Mind you, some WDFA-F staffers were quietly approached as they exited yesterday's meeting. They were then quickly pulled into nearby offices by members of WDFA-F management. Where they were reportedly offered contracts that would allow them to continue to work for Disney Feature Animation. IF they agreed to relocate to Burbank. But given how badly these staffers had treated over the past eight weeks by the Walt Disney Company, many of those artists and technicians who were approached yesterday just laughed and said "Hell, no."

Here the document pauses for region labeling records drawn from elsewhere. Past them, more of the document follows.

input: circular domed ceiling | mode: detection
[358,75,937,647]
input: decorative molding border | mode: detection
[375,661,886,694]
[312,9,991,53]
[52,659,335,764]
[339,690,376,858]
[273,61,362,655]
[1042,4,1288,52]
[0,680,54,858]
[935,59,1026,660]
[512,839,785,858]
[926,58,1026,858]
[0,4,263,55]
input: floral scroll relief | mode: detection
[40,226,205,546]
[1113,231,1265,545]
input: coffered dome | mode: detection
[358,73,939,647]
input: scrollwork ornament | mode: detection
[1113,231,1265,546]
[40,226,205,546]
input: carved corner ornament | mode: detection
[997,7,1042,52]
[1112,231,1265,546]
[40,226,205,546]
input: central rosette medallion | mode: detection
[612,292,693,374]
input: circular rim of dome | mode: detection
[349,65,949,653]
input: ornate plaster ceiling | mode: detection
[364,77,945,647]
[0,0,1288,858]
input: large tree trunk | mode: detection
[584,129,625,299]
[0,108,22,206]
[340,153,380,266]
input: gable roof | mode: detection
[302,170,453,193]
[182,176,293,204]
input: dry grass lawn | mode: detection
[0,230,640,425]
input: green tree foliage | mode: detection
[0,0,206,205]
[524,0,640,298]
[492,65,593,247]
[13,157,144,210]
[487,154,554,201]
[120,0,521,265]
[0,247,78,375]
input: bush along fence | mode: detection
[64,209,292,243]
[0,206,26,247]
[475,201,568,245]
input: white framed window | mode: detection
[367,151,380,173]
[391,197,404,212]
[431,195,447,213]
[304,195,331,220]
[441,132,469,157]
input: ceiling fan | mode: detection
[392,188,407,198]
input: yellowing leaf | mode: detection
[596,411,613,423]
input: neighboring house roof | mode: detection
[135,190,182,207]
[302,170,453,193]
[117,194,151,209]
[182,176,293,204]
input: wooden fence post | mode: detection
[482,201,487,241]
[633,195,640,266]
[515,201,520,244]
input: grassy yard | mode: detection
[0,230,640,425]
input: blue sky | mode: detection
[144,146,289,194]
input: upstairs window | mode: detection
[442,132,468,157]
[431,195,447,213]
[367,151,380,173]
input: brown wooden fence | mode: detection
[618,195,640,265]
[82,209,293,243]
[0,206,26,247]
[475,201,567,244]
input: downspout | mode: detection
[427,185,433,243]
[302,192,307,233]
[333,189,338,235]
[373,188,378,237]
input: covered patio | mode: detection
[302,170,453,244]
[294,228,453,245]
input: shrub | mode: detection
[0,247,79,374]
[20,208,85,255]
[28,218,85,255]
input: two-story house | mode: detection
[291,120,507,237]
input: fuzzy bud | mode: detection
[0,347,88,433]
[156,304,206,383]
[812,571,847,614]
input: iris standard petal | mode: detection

So -- all in all -- it was a pretty terrible day for Disney Feature Animation. With 200 WDFA-F staffers being laid off or fired by March 19th, the president of the division jeered, and a dozen or more artists and technicians actually turning down work rather than returning to the Disney fold. Mickey got himself a black eye today that -- I'm afraid -- won't fade for years yet to come.

Your thoughts?


My thanks to the many members of the Walt Disney Feature Animation-Florida family who quickly came forward yesterday to share their impressions of what sounds like a pretty emotional meeting.